Still, examples of religious exemption claims range from some anti-abortion Catholics and Protestants who object to researchers’ use of fetal cell lines to develop and test the vaccines to members of traditions that rely on faith healing, including some Christian Scientists, to some Muslims unsettled by public disputes over COVID-19 vaccines.

“The prophetic tradition has counseled Muslims to avoid doubtful and suspicious matters, and in light of that, there’s certain legal maxims around certainty,” says religious liberty attorney Asma T. Uddin, a fellow at the Berkley Center at Georgetown University in Washington, D.C. “Certainty is removed only by equal certainty; you can have an exception to that if you think your life is in imminent danger.”

Uddin and others caution that misinformation campaigns around the vaccines have fueled a sense of uncertainty among some religious believers. Officials in the state of Oregon have found a way to combat misinformation, at least in cases involving childhood vaccines. Before approving “non-medical” exemptions to vaccines required for children, Oregon  requires parents  to watch a video explaining vaccines’ safety and health benefits. Oregon also provides a list of resources from the CDC and pediatric health experts.

Could employers facing high numbers of religious exemption requests ask employees to read about what experts in their faith tradition have to say about COVID-19 vaccines — a pandemic-inspired religious literacy curriculum, so to speak?

“I don’t think there’s a constitutional problem with that,” Reinbold said.

The bigger problem with people asking for religious exemptions, experts say, isn’t about doctrine at all; it’s about  sincerity. Some anti-vaccination activists have mounted online campaigns encouraging people to claim religious exemptions, leading some to question whether politically motivated anti-vaxxers are trying to game the system.

Others, noting Supreme Court cases protecting the rights of conscientious objectors to the Vietnam War, say it may be enough to claim a moral or philosophical opposition to the vaccine.

“Those cases set a precedent that is also looming in the background,” Reinbold says.

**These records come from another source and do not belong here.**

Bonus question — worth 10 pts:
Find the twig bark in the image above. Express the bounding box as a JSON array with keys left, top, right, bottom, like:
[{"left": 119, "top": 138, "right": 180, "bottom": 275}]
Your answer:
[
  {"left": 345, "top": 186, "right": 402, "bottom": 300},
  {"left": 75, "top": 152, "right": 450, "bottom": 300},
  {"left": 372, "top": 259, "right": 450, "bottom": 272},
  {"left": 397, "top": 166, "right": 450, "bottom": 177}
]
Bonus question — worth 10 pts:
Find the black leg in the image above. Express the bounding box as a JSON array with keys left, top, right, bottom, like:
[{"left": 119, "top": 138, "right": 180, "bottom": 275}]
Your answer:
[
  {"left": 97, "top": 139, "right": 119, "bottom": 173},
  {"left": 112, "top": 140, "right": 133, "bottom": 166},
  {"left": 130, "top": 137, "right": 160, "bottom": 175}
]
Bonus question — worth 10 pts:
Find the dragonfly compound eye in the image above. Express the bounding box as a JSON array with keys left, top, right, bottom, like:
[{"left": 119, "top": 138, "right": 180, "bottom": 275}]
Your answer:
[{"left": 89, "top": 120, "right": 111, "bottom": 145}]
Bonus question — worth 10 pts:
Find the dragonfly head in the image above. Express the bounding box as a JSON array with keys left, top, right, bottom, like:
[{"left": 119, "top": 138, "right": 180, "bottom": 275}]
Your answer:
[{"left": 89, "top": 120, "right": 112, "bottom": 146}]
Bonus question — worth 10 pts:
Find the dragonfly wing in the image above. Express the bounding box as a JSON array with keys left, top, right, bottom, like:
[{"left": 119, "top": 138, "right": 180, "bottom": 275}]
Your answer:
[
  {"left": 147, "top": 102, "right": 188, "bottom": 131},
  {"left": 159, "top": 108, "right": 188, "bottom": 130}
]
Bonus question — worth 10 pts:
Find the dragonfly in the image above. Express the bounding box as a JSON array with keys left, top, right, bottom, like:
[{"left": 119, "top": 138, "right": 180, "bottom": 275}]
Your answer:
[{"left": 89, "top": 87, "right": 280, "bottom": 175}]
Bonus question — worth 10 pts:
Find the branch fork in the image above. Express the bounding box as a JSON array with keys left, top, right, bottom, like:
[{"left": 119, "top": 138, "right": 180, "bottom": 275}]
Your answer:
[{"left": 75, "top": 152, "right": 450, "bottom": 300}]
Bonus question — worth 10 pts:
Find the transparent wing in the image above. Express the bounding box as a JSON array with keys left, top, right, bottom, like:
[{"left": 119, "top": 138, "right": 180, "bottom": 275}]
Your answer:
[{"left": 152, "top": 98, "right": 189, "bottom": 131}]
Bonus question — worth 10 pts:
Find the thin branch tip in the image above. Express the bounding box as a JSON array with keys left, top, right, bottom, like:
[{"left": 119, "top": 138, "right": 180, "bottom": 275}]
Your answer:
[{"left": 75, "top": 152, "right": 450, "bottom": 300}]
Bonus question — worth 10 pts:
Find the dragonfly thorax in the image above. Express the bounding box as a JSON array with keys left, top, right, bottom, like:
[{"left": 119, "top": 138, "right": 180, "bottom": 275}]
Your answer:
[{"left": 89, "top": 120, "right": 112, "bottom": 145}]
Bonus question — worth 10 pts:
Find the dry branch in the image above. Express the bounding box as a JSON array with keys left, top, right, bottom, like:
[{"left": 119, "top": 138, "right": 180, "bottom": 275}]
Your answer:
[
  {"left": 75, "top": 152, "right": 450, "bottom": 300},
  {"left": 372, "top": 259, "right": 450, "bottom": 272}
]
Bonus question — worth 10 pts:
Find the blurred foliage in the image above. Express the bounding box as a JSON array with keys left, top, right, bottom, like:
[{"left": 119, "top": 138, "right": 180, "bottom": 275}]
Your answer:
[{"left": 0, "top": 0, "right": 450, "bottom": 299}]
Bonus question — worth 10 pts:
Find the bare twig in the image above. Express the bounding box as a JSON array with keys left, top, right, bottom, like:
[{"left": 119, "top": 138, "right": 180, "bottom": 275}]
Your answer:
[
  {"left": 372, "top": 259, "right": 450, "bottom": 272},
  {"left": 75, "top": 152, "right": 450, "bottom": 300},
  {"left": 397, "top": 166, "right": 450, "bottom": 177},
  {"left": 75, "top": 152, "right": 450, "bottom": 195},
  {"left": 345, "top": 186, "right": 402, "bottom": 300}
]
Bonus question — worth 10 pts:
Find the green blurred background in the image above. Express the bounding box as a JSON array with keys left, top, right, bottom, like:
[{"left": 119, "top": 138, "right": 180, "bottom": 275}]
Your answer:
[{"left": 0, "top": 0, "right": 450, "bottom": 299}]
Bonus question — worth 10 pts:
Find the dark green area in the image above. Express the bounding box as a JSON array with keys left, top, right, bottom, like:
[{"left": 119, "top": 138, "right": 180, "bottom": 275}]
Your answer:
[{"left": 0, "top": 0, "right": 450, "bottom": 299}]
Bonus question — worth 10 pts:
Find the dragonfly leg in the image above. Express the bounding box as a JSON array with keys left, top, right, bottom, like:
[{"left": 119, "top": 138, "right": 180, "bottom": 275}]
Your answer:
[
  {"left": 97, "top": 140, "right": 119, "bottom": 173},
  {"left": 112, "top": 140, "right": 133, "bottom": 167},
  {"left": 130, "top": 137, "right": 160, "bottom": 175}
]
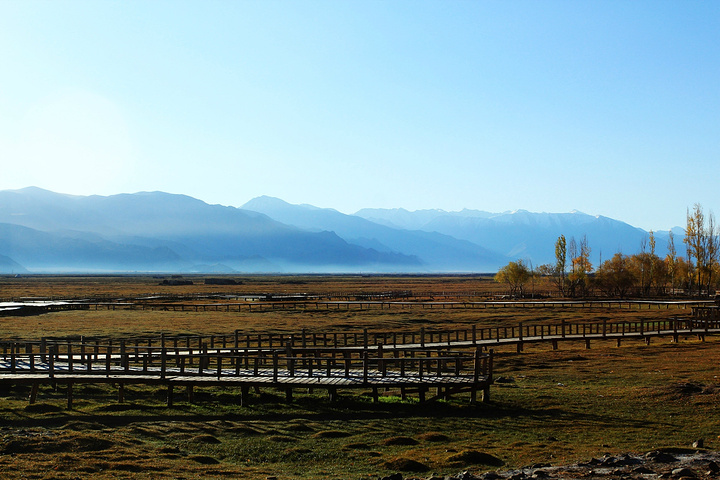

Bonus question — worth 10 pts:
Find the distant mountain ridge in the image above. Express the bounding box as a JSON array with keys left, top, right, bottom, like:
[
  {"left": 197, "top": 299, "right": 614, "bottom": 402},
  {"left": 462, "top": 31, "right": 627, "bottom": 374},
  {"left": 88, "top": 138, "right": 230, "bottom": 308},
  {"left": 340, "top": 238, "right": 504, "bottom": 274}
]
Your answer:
[{"left": 0, "top": 187, "right": 681, "bottom": 273}]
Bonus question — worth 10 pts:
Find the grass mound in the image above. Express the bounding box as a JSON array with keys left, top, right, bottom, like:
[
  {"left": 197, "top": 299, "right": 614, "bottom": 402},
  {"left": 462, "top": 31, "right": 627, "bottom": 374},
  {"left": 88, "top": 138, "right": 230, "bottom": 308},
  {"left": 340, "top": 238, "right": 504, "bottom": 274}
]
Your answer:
[
  {"left": 0, "top": 435, "right": 114, "bottom": 455},
  {"left": 418, "top": 432, "right": 450, "bottom": 442},
  {"left": 188, "top": 455, "right": 220, "bottom": 465},
  {"left": 447, "top": 450, "right": 503, "bottom": 467},
  {"left": 382, "top": 437, "right": 420, "bottom": 445},
  {"left": 194, "top": 435, "right": 222, "bottom": 445},
  {"left": 383, "top": 458, "right": 430, "bottom": 473},
  {"left": 25, "top": 403, "right": 63, "bottom": 413},
  {"left": 313, "top": 430, "right": 350, "bottom": 438}
]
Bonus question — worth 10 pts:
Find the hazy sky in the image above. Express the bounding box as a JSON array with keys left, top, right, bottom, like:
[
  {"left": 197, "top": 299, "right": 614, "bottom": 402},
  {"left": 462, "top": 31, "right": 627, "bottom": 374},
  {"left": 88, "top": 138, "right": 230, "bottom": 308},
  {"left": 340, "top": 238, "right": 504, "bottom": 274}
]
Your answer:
[{"left": 0, "top": 0, "right": 720, "bottom": 230}]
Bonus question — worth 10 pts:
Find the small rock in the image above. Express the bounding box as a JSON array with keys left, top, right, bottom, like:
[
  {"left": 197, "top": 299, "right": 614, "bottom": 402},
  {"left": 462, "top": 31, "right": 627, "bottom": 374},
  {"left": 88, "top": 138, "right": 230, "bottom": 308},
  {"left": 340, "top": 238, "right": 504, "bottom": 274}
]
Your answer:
[
  {"left": 494, "top": 377, "right": 515, "bottom": 383},
  {"left": 633, "top": 467, "right": 655, "bottom": 475},
  {"left": 645, "top": 450, "right": 678, "bottom": 463},
  {"left": 672, "top": 468, "right": 697, "bottom": 478},
  {"left": 382, "top": 473, "right": 402, "bottom": 480}
]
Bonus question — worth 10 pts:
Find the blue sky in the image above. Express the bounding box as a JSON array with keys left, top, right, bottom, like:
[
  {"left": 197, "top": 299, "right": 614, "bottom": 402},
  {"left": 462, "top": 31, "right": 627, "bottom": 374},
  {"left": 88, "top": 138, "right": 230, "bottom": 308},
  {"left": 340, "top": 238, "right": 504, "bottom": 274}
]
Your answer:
[{"left": 0, "top": 0, "right": 720, "bottom": 230}]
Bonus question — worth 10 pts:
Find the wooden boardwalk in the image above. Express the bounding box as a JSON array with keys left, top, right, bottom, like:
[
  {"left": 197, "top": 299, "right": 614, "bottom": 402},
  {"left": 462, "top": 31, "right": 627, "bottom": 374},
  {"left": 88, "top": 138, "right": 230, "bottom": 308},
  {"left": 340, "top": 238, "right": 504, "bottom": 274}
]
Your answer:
[
  {"left": 0, "top": 315, "right": 720, "bottom": 405},
  {"left": 0, "top": 342, "right": 492, "bottom": 407},
  {"left": 0, "top": 297, "right": 713, "bottom": 316}
]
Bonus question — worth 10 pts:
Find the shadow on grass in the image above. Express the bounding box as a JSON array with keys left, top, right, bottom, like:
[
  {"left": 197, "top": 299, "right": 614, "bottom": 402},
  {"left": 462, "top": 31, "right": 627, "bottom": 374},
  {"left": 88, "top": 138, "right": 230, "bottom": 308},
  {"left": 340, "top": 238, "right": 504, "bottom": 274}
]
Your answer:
[{"left": 0, "top": 393, "right": 663, "bottom": 436}]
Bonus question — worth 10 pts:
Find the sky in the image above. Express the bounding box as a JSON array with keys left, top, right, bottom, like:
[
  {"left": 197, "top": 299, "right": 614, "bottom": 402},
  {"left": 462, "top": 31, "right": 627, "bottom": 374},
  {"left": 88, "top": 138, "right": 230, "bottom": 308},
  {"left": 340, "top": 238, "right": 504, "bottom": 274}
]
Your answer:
[{"left": 0, "top": 0, "right": 720, "bottom": 231}]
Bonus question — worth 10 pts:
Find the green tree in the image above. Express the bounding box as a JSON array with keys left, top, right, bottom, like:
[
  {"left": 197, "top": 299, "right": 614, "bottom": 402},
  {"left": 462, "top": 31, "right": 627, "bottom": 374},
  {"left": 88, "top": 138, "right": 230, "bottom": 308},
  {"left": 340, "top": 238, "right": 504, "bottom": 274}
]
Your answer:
[
  {"left": 553, "top": 235, "right": 567, "bottom": 297},
  {"left": 568, "top": 235, "right": 592, "bottom": 296},
  {"left": 495, "top": 260, "right": 530, "bottom": 297},
  {"left": 595, "top": 253, "right": 636, "bottom": 298}
]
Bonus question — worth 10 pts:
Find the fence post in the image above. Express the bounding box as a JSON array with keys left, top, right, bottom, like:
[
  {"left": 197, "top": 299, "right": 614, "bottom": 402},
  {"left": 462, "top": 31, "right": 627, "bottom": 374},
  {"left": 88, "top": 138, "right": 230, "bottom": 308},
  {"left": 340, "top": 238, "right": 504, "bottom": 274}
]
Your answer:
[
  {"left": 48, "top": 345, "right": 55, "bottom": 378},
  {"left": 161, "top": 348, "right": 167, "bottom": 380},
  {"left": 363, "top": 350, "right": 369, "bottom": 385}
]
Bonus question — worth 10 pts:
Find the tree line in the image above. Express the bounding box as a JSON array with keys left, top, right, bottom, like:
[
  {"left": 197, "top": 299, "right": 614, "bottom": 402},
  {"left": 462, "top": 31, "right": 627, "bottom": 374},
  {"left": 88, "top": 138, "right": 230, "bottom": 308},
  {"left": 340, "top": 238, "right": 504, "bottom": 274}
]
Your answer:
[{"left": 495, "top": 204, "right": 720, "bottom": 298}]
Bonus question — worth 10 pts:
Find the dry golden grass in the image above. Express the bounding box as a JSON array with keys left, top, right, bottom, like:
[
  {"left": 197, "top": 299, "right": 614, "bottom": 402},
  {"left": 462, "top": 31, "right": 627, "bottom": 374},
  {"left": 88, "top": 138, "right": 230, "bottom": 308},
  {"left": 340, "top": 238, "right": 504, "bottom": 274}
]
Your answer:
[{"left": 0, "top": 277, "right": 720, "bottom": 480}]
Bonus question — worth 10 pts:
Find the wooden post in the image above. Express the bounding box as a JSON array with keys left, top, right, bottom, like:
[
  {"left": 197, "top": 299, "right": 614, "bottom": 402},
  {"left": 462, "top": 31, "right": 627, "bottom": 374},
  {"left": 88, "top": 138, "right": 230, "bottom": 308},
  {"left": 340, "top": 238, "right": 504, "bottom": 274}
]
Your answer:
[
  {"left": 273, "top": 352, "right": 278, "bottom": 383},
  {"left": 67, "top": 382, "right": 73, "bottom": 410},
  {"left": 28, "top": 383, "right": 39, "bottom": 405},
  {"left": 48, "top": 345, "right": 56, "bottom": 378},
  {"left": 161, "top": 347, "right": 167, "bottom": 379},
  {"left": 363, "top": 350, "right": 369, "bottom": 385}
]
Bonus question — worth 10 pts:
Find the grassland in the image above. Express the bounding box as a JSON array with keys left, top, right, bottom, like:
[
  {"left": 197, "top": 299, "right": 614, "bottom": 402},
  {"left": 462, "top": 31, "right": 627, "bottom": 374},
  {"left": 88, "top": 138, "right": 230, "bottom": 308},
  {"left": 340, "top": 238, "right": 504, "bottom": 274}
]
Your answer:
[{"left": 0, "top": 277, "right": 720, "bottom": 479}]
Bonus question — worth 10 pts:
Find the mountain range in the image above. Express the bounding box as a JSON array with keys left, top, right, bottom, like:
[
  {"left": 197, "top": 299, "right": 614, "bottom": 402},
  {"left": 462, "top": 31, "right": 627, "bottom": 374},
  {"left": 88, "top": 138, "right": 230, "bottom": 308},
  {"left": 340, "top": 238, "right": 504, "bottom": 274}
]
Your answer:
[{"left": 0, "top": 187, "right": 677, "bottom": 273}]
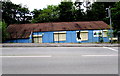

Meanwhile, as religious exemption requests begin to make their way through hospitals, universities and corporations, COVID-19 infection rates are surging in many parts of the nation.

“What worries me about the current moment is, because of how politicized the vaccine has become, I think there’s a possibility of a lot more people refusing to be vaccinated and then hindering the country’s ability to get the pandemic under control,” Inazu said.

Inazu finds efforts to demonize the unvaccinated unhelpful at best. It’s important for institutions with vaccine mandates to note that “there are really big questions about communication and messaging and empathy,” Inazu added. He notes that some who oppose vaccines may be “very seriously struggling with whether they should be vaccinated. How do you engage with your neighbor who is kind of thinking about this differently?”

The Rev. Emilie Townes, a social ethicist and dean of the divinity school at Vanderbilt University in Nashville, got vaccinated against COVID-19 earlier this year. Considering what she’d say to a colleague who believes their religion prohibited the vaccines, she said she’d encourage them to study “fact-based, medically sound information, and put that in conversation with your religious beliefs, and really do the hard work of reflection and discernment of what you feel you can and must do.”

So far, it’s not a conversation she’s had to have. All of the faculty and staff at her divinity school got the vaccine.

(This article first appeared on Interfaith America, a website of the Interfaith Youth Core.)